Passwords should never include these:

  • Obvious combinations, such as abc123, yournamexyz or yourname1, combinations of addresses and phone numbers, or your mother's maiden name, etc.
  • Any part of the user name with a slight variation for the password.
  • The word "password".
  • 123456789 or a similar string of sequential numbers or letters.
  • Words in the dictionary as these can easily be guessed by password cracking programs, these are the first words that these types of programs will guess.
  • Any personal information.

Password Best Practices:

How can you improve your password complexity to improve your password security?

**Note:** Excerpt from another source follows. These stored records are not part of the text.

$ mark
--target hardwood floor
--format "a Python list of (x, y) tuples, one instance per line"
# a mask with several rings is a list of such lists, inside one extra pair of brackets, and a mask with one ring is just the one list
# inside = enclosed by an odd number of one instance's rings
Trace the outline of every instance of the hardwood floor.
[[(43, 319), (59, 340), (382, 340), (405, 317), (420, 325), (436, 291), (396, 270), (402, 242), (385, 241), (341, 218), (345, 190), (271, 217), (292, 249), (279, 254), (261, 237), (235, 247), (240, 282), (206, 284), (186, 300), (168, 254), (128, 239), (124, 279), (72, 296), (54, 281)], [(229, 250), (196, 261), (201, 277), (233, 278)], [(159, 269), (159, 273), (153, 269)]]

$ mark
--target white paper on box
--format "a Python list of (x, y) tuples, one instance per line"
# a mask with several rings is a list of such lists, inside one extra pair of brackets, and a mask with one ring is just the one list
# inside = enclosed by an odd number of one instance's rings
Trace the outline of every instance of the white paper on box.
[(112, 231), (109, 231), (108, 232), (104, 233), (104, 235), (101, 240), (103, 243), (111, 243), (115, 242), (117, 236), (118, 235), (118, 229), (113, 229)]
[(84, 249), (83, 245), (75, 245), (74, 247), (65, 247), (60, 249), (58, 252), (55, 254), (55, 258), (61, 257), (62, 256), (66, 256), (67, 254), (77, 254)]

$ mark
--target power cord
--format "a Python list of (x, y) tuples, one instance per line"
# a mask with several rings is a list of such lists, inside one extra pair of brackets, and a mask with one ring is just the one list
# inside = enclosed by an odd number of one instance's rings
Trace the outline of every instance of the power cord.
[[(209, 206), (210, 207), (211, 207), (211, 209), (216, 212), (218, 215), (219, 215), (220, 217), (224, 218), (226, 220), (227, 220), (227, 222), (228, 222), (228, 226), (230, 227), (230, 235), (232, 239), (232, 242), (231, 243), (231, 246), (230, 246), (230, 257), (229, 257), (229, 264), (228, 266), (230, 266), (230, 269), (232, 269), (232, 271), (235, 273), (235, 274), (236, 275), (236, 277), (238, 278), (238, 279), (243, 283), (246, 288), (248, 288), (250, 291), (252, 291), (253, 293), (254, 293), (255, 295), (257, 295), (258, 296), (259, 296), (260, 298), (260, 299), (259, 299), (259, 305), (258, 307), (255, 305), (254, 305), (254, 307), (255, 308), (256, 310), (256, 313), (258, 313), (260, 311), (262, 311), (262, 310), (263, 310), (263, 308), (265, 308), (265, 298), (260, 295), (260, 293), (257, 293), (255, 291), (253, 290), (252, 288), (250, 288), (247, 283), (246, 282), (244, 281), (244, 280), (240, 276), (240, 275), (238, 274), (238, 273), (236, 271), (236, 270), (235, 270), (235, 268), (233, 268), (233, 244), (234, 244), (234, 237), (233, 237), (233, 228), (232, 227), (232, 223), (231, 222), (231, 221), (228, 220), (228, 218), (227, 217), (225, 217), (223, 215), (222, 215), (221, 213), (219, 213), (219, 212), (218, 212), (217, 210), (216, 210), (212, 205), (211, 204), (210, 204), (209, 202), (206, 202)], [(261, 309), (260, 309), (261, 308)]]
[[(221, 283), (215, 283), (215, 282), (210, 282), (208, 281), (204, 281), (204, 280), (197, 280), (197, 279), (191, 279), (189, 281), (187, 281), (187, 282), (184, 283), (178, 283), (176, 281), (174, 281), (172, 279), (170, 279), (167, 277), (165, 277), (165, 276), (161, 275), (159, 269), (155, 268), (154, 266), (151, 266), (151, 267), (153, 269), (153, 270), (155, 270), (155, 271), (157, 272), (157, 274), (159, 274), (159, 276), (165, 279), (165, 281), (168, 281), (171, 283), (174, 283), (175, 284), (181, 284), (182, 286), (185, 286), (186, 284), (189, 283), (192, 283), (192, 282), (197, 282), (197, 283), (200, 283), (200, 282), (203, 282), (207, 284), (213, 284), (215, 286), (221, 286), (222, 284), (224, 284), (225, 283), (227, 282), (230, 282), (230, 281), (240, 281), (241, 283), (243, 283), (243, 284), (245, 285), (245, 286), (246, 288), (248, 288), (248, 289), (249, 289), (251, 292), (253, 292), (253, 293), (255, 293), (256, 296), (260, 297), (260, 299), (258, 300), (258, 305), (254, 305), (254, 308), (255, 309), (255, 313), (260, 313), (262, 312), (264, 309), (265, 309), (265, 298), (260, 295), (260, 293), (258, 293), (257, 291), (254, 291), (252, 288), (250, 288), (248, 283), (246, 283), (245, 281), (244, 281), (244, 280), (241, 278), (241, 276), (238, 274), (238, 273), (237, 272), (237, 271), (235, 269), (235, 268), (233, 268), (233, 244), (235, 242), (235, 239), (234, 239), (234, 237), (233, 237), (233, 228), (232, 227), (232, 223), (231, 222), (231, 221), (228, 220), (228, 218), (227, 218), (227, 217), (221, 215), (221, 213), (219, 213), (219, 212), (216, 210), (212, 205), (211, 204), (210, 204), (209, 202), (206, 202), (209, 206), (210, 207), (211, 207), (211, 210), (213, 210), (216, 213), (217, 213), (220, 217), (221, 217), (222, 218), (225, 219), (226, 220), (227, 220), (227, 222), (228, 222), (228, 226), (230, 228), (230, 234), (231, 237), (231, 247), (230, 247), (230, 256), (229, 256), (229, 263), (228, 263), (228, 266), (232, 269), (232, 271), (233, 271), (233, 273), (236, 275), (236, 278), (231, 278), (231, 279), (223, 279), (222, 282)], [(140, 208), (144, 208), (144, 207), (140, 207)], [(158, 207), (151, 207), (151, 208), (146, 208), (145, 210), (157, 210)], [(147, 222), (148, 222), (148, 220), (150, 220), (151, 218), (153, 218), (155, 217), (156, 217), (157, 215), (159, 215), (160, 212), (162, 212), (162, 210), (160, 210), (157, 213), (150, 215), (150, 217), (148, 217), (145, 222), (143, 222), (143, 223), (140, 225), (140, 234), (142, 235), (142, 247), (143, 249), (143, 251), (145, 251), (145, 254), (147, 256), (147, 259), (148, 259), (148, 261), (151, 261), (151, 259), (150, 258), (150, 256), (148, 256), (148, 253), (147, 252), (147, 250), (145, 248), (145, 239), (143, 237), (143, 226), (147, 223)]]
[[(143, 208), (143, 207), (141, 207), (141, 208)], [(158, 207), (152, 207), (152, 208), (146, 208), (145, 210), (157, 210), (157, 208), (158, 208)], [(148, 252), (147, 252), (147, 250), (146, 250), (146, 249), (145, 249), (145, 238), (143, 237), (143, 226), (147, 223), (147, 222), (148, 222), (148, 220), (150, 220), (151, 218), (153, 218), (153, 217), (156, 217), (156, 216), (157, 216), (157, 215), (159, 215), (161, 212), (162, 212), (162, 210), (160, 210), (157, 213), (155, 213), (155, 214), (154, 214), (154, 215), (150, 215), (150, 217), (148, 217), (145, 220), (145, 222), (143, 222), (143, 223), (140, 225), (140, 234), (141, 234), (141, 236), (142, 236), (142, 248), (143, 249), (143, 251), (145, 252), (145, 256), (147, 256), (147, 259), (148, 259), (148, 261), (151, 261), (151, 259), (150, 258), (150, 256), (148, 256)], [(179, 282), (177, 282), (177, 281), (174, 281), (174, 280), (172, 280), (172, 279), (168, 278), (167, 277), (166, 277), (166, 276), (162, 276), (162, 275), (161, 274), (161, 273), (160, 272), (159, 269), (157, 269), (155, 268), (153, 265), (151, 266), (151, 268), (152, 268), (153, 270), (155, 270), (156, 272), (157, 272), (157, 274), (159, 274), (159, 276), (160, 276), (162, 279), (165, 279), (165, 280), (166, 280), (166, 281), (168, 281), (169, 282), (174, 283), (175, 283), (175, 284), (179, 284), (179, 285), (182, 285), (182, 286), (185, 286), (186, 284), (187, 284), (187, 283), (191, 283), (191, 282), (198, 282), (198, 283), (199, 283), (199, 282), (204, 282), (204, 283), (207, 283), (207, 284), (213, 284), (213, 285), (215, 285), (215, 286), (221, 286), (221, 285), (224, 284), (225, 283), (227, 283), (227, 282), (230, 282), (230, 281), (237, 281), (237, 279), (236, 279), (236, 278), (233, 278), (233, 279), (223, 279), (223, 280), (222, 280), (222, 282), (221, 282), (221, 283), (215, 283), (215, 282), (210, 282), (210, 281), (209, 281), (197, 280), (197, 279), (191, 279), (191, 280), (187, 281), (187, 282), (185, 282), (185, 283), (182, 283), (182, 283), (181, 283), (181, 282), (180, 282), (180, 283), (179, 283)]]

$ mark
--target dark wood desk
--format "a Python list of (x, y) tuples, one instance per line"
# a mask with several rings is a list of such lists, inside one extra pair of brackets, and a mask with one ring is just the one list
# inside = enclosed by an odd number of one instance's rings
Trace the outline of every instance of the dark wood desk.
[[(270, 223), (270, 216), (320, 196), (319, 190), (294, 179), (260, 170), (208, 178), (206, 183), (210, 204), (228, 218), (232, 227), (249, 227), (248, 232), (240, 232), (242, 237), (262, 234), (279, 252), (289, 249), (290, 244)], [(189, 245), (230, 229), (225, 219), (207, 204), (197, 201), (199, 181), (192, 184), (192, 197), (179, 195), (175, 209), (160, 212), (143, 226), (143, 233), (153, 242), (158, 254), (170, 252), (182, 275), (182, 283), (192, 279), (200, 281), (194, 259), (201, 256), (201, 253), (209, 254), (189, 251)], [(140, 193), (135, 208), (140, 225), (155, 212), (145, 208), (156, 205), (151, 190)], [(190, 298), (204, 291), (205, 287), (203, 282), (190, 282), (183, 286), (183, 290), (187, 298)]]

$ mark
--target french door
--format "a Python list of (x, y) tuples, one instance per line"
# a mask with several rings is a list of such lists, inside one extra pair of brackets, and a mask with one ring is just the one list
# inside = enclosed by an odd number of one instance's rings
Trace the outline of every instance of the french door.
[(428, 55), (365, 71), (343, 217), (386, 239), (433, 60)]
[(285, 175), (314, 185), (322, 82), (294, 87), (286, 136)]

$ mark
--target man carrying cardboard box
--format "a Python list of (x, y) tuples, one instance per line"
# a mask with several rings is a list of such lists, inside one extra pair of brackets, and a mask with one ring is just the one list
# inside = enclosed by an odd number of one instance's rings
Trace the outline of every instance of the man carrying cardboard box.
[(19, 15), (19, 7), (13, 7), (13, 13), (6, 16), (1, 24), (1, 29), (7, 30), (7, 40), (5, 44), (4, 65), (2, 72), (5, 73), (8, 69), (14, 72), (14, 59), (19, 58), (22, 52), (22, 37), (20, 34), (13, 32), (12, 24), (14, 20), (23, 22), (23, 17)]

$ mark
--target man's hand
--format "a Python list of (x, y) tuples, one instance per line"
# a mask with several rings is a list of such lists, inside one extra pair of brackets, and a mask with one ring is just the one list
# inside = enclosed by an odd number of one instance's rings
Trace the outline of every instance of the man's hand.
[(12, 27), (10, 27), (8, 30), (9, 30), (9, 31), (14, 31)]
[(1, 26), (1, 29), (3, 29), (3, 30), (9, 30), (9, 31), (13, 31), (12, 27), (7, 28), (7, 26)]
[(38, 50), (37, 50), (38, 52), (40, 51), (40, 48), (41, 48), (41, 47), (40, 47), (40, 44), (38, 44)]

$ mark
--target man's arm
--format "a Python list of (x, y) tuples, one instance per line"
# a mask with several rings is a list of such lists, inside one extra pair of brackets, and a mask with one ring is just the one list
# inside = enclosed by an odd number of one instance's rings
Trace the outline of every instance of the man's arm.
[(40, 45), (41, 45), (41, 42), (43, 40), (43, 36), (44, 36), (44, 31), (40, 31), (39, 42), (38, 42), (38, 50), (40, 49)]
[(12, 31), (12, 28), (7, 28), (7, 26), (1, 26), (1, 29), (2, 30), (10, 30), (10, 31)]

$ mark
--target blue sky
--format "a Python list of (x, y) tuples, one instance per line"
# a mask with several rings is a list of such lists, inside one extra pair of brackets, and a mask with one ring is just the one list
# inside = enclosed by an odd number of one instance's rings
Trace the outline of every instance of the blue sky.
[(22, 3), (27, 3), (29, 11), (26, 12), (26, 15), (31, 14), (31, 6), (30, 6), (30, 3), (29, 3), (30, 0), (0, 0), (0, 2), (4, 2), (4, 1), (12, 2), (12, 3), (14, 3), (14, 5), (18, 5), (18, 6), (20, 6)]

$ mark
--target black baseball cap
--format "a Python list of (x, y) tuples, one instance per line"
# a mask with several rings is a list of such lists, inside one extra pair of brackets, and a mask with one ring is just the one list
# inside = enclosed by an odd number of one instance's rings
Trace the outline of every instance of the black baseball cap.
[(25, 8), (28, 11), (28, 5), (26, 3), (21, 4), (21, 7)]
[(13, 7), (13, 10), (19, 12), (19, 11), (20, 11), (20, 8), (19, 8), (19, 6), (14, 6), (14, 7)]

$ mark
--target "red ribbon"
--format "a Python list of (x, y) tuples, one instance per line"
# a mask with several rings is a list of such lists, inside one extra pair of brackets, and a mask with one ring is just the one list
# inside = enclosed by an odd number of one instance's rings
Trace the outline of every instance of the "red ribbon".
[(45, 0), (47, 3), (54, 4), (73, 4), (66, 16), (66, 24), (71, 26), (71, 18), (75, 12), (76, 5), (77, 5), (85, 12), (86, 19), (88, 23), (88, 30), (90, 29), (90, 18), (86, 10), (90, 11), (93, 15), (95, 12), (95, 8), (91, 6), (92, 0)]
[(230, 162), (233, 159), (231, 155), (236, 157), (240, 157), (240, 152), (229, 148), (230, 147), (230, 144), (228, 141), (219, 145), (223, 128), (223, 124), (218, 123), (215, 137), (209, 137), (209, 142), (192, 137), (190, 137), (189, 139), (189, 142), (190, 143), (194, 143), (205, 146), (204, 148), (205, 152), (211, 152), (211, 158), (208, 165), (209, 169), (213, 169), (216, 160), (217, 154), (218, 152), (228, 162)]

Passwords should always:

  • Be at least eight characters long
  • Be unique to each login
  • Be changed periodically
  • Contain a mixture of upper- and lowercase letters, numbers, and symbols, such as *, ^, }, |, ), _ and others
  • Never store your passwords in an easily accessible location. Don't leave them on your desktop, don't tape them to your monitor screen, etc.

There are various methods you can use to create complex passwords that are impossible to guess but relatively easy for you to remember. One approach is to think of a favorite activity, favorite song, etc. and turn that phrase into a complex password.

For example, if you're creating a password for your bank account, you might start with the old saying, "A fool and his money are soon parted." That axiom is too long to use as a password, but you can easily whittle it down to "aF&H$RsP," for instance, which translates as follows:

  • "a" represents "A"
  • "F" represents "fool" (to add complexity, every second "word" in this password is initial-capped)
  • "&" represents "and" (for obvious reasons)
  • "H" represents "his" (initial-capped)
  • "$" represents "money" (for obvious reasons)
  • "R" represents "are" (and is capitalized as part of the "every second 'word' is initial-capped" rule)
  • "s" represents "soon"
  • "P" represents "parted" (initial-capped)

At a time when millions of people become identity theft victims every year, a sober approach to password security and complexity is a big part of preventing identity theft. The very least you can do is make it difficult for others to guess (or find) your passwords.